Prompting

Motivation

A pretrained large language model represents an enormous amount of world knowledge compressed into its weights. Prompting is the practice of steering model behavior through the text placed in the input — the prompt — rather than through gradient updates to the parameters. Prompting is fast (no training required), flexible (any task expressible in text), and often surprisingly capable.

Zero-Shot Prompting

A zero-shot prompt describes the task in natural language without providing any examples. The model infers the correct behavior from the description alone.

Classify the sentiment of the following review as Positive or Negative.

Review: "The movie was slow but ultimately rewarding."
Sentiment:

Zero-shot prompting works because pretraining on diverse text gives the model implicit knowledge of many tasks. Quality depends strongly on how clearly the task is described and how well it matches patterns in the pretraining distribution.

Few-Shot Prompting

A few-shot prompt includes several input-output examples (demonstrations) before the query.
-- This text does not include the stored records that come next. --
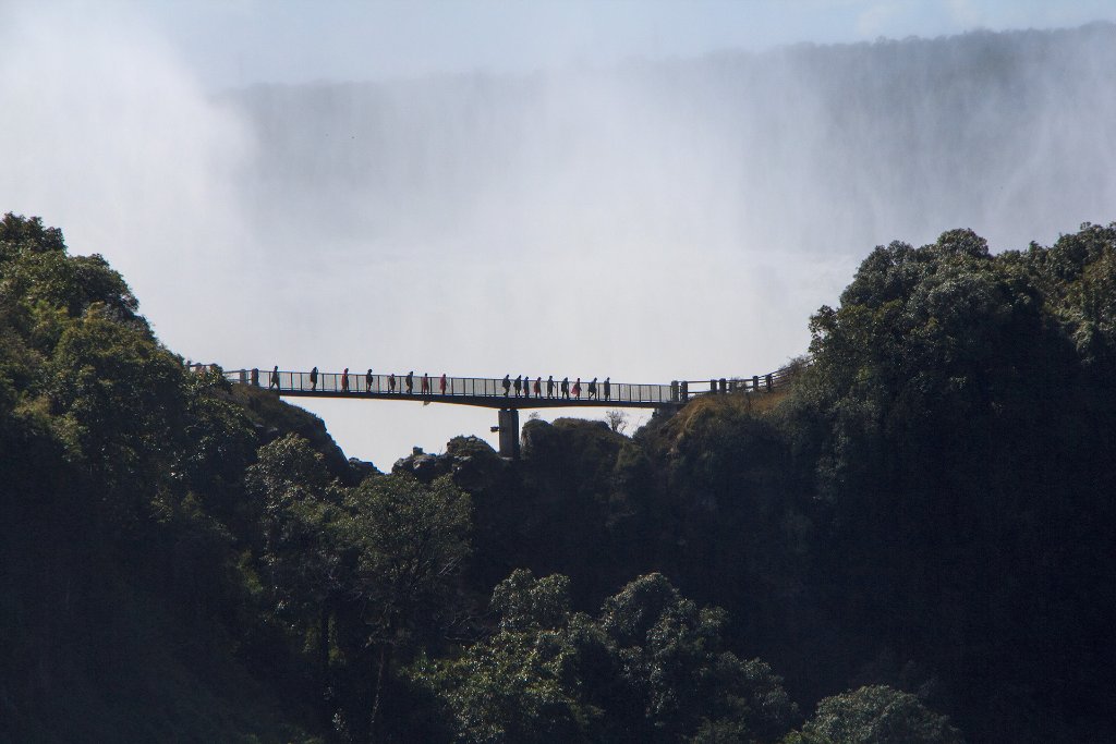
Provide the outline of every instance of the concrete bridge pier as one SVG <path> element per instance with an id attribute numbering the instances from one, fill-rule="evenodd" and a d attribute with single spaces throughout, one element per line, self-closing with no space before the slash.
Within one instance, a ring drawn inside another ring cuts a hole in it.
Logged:
<path id="1" fill-rule="evenodd" d="M 519 460 L 519 409 L 500 409 L 500 456 Z"/>

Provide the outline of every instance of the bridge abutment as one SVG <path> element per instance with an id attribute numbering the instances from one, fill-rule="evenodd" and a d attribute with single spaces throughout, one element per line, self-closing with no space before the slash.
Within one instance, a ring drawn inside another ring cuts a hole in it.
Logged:
<path id="1" fill-rule="evenodd" d="M 519 409 L 500 409 L 500 456 L 519 460 Z"/>

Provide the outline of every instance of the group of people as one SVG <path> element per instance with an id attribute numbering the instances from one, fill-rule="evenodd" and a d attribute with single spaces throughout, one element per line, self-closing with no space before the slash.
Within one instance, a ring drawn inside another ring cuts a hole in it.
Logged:
<path id="1" fill-rule="evenodd" d="M 359 374 L 359 373 L 357 373 L 357 374 Z M 349 370 L 348 370 L 348 367 L 346 367 L 345 371 L 341 373 L 341 387 L 340 387 L 340 392 L 341 393 L 348 393 L 349 392 L 349 377 L 350 377 Z M 309 374 L 310 390 L 311 392 L 317 392 L 319 378 L 320 378 L 320 374 L 318 373 L 318 368 L 315 367 L 314 369 L 310 370 L 310 374 Z M 259 370 L 258 369 L 253 369 L 252 370 L 252 384 L 253 385 L 259 385 Z M 420 395 L 430 395 L 431 394 L 432 390 L 431 390 L 430 375 L 423 374 L 423 376 L 419 380 L 419 384 L 420 384 Z M 503 395 L 504 395 L 504 397 L 511 397 L 511 390 L 514 389 L 516 390 L 516 396 L 514 397 L 517 397 L 517 398 L 518 397 L 528 397 L 529 398 L 529 397 L 531 397 L 532 393 L 535 394 L 536 398 L 541 398 L 542 397 L 542 389 L 543 389 L 543 386 L 545 386 L 546 387 L 546 396 L 548 398 L 554 398 L 557 395 L 558 397 L 566 398 L 566 399 L 577 399 L 577 400 L 581 399 L 581 378 L 580 377 L 578 377 L 577 379 L 575 379 L 574 384 L 570 385 L 569 377 L 564 377 L 560 383 L 556 383 L 555 378 L 554 378 L 554 375 L 550 375 L 549 377 L 547 377 L 547 381 L 543 383 L 541 376 L 540 377 L 536 377 L 535 380 L 531 380 L 531 378 L 529 376 L 527 376 L 527 375 L 520 375 L 520 376 L 516 377 L 516 379 L 511 379 L 511 375 L 504 375 L 503 376 L 502 385 L 503 385 Z M 281 389 L 281 385 L 280 385 L 280 381 L 279 381 L 279 365 L 276 365 L 275 367 L 271 368 L 271 376 L 270 376 L 270 379 L 268 380 L 268 388 L 269 389 L 270 388 L 275 388 L 277 390 Z M 372 373 L 372 368 L 369 367 L 368 371 L 365 373 L 365 392 L 371 393 L 371 392 L 373 392 L 374 388 L 376 388 L 376 375 L 374 375 Z M 414 374 L 414 370 L 408 371 L 403 377 L 403 385 L 402 385 L 402 387 L 400 386 L 400 383 L 398 383 L 398 380 L 395 377 L 395 373 L 391 373 L 389 375 L 387 375 L 387 390 L 386 392 L 387 393 L 395 393 L 397 388 L 398 388 L 400 393 L 404 393 L 405 392 L 407 395 L 414 395 L 414 388 L 415 388 L 415 374 Z M 612 379 L 608 378 L 608 377 L 606 377 L 604 379 L 604 381 L 599 383 L 599 384 L 597 383 L 597 378 L 594 377 L 586 385 L 586 388 L 587 388 L 586 389 L 586 393 L 587 393 L 586 398 L 588 400 L 595 400 L 595 399 L 599 400 L 599 399 L 602 399 L 602 397 L 604 397 L 605 400 L 612 399 L 613 385 L 612 385 Z M 437 380 L 437 392 L 439 392 L 440 395 L 446 395 L 446 393 L 449 390 L 450 390 L 449 378 L 446 378 L 445 374 L 443 373 L 442 377 Z"/>
<path id="2" fill-rule="evenodd" d="M 504 375 L 503 376 L 503 383 L 502 383 L 502 385 L 503 385 L 503 395 L 504 395 L 504 397 L 511 397 L 511 390 L 512 389 L 516 390 L 516 396 L 514 397 L 517 397 L 517 398 L 521 397 L 521 396 L 529 398 L 529 397 L 531 397 L 531 393 L 535 394 L 536 398 L 541 398 L 542 397 L 542 386 L 543 386 L 542 377 L 536 377 L 535 380 L 531 381 L 531 378 L 530 378 L 529 375 L 520 375 L 520 376 L 516 377 L 516 379 L 511 379 L 511 375 Z M 580 377 L 578 377 L 576 380 L 574 380 L 574 385 L 573 385 L 573 387 L 570 387 L 569 377 L 562 377 L 562 379 L 561 379 L 560 383 L 555 383 L 554 375 L 550 375 L 549 377 L 547 377 L 547 381 L 546 381 L 547 397 L 548 398 L 555 397 L 555 389 L 556 389 L 556 387 L 557 387 L 557 390 L 558 390 L 558 396 L 561 397 L 561 398 L 570 399 L 570 396 L 573 395 L 573 398 L 578 399 L 578 400 L 581 399 L 581 378 Z M 597 384 L 597 378 L 594 377 L 591 380 L 589 380 L 589 383 L 588 383 L 588 385 L 586 387 L 588 388 L 586 392 L 588 394 L 587 395 L 587 399 L 589 399 L 589 400 L 594 400 L 594 399 L 599 400 L 602 394 L 604 394 L 605 400 L 608 400 L 608 399 L 612 398 L 612 395 L 613 395 L 613 384 L 612 384 L 612 378 L 609 378 L 609 377 L 606 377 L 605 381 L 600 383 L 599 385 Z"/>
The model generalizes from the examples without updating its weights — this is in-context learning (Brown et al. 2020):

Review: "Absolutely loved it." → Positive
Review: "Terrible waste of time." → Negative
Review: "The movie was slow but ultimately rewarding." →

Few-shot prompting consistently outperforms zero-shot, especially for specialized or unusual tasks, because the examples resolve ambiguity about the output format and the task definition.

Instruction Following

Modern large language models are fine-tuned to follow explicit natural-language instructions. Instruction-tuned models respond more reliably to task descriptions and exhibit less sensitivity to exact prompt wording than base pretrained models.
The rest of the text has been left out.